Ce maquis, sous les ordres du lieutenant François Mossé, étudiant en droit et sciences politiques,
qui avait commandé dans le Vercors et dans le maquis de Maurienne, par mesure de sécurité, avait
été implanté dans la ferme de Richemont, à Saucats qui, à l'époque, était cachée par la végétation
et la forêt. De plus, un homme était en permanence de garde, les jumelles à proximité des yeux.
Le maquis comprenait une vingtaine de personnes. C'était un maquis de l'O.R.A (Organisation de la
Résistance de l'Armée) qui reçut la visite du commandant Perrin (alias général Jouhaud de l'Armée
de l'Air). Ce dernier vint passer en revue l'école des Cadres et féliciter le lieutenant pour la
bonne tenue de ses hommes.
Le soir du 13 juillet 1944, l'effectif était réduit à 15 unités (20 en temps normal) 13 français
et 2 tirailleurs, prisonniers de guerre évadés.
En ce beau matin du 14 juillet 1944, ils étaient tous confiants. Philippe Béguerie, seul survivant
de l'attaque avec les deux tirailleurs, sortant pour aller chercher de l'eau, entendit, venant du
petit bois de pins du Nord-Ouest, un bruit insolite de brindilles cassées.

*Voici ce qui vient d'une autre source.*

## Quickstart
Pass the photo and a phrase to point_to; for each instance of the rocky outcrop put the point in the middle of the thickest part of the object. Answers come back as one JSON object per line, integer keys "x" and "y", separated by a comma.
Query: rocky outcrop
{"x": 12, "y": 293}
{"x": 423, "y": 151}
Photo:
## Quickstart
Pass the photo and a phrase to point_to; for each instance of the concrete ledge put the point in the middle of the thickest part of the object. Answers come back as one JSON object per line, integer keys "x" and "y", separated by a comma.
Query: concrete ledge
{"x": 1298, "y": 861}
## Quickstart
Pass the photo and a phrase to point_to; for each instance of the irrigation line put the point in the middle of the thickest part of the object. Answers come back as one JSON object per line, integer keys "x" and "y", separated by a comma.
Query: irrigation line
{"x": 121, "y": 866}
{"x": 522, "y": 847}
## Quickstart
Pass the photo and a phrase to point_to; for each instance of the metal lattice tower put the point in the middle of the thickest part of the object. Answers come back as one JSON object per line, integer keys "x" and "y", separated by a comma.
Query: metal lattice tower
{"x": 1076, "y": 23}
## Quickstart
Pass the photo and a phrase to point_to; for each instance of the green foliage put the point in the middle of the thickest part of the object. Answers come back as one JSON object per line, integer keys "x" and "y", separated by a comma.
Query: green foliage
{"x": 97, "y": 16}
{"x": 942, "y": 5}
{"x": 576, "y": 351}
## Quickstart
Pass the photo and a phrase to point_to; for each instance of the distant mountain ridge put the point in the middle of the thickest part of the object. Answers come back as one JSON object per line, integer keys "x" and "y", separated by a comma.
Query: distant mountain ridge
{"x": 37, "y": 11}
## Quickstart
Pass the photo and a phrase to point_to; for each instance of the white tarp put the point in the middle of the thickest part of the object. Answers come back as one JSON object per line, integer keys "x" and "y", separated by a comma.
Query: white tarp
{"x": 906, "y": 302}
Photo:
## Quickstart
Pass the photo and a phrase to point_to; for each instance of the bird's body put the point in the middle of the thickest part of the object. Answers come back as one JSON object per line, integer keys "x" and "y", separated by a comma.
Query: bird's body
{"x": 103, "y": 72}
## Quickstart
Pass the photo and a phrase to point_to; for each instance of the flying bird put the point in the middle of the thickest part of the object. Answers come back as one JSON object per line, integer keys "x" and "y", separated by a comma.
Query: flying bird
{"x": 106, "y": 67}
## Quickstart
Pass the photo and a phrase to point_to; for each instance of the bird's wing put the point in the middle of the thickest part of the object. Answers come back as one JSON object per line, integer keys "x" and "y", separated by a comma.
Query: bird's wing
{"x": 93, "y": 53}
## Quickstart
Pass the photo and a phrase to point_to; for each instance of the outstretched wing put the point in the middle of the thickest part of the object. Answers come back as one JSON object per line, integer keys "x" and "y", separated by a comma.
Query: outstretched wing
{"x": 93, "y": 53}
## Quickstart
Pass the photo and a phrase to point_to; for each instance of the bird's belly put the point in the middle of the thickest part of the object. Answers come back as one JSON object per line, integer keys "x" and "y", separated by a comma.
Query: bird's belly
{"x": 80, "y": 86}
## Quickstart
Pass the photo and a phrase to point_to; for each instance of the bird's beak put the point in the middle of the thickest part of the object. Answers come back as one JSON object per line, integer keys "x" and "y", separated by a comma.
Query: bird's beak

Driss, le tirailleur,
aussitôt averti, saisit sa mitraillette et partit dans la direction indiquée. Il n'avait pas fait
50 mètres que, déjà, les armes à feu crépitaient un peu partout.
Lorsque le lieutenant Mossé, réveillé par les détonations, fit irruption dans la pièce de la ferme,
le revolver au poing, et demanda: "Que se passe-t-il?", il reçut une rafale en pleine poitrine et
s'écroula mort.
La "ferme de Richemont" et ses occupants étaient attaqués, venant de l'Est, par 60 Allemands (Gestapo)
et de l'Ouest, par une quarantaine de miliciens du gouvernement de Vichy. En tout 110 hommes contre
12 Français Résistants.
Mais que s'était-il passé?
Tout au moins, voilà ce que nous savons: "un jeune du groupe du maquis", parti la veille au soir
en permission, avait été arrêté en arrivant chez lui. Les miliciens du gouvernement de Vichy organisent
aussitôt une expédition punitive mais, ne se sentant pas assez forts pour opérer seuls, ils demandent
à la Gestapo de les accompagner avec une soixantaine d'hommes.
Les jeunes de la ferme de Richemont n'avaient qu'une douzaine de mitraillettes qui interdisaient
l'accès des abords de la ferme, dans un rayon de 100 mètres.
La situation risquant de s'éterniser, les Allemands ont recours à un canon de 105 cantonné à la
Brède. Ce canon est amené par l'Ouest, à 300 mètres de la maison qui est vite démolie. Les dix
survivants songèrent à sortir. Malheureusement, ils ne purent aller loin et les blessés furent
lâchement achevés par les miliciens.
Le combat avait duré plus de trois heures. Allemands et miliciens repartirent en emportant leurs
morts et leurs blessés. Avant de quitter les lieux, le chef de la Milice avait donné ordre à la
mairie de Saucats d'envoyer des hommes pour enfouir les cadavres des malheureux résistants. Mais
le commandant allemand responsable, arrivé à Bordeaux, rendait compte. Les ordres qui lui furent
alors donnés allaient au contraire de ceux de la Milice.
Le combat de Saucats a été connu au lycée le 22 juillet. C'est un adjudant de gendarmerie qui est venu apporter au censeur de l'établissement quelques photocopies, des enveloppes, des papiers teintés de sang et des numéros d'économat prélevés sur des vêtements. C'est lui qui a alors raconté ce qu'il avait pu collecter pour l'identification des victimes. Ce récit s'est ajouté à des témoignages de camarades (Mollat et Bourrieu).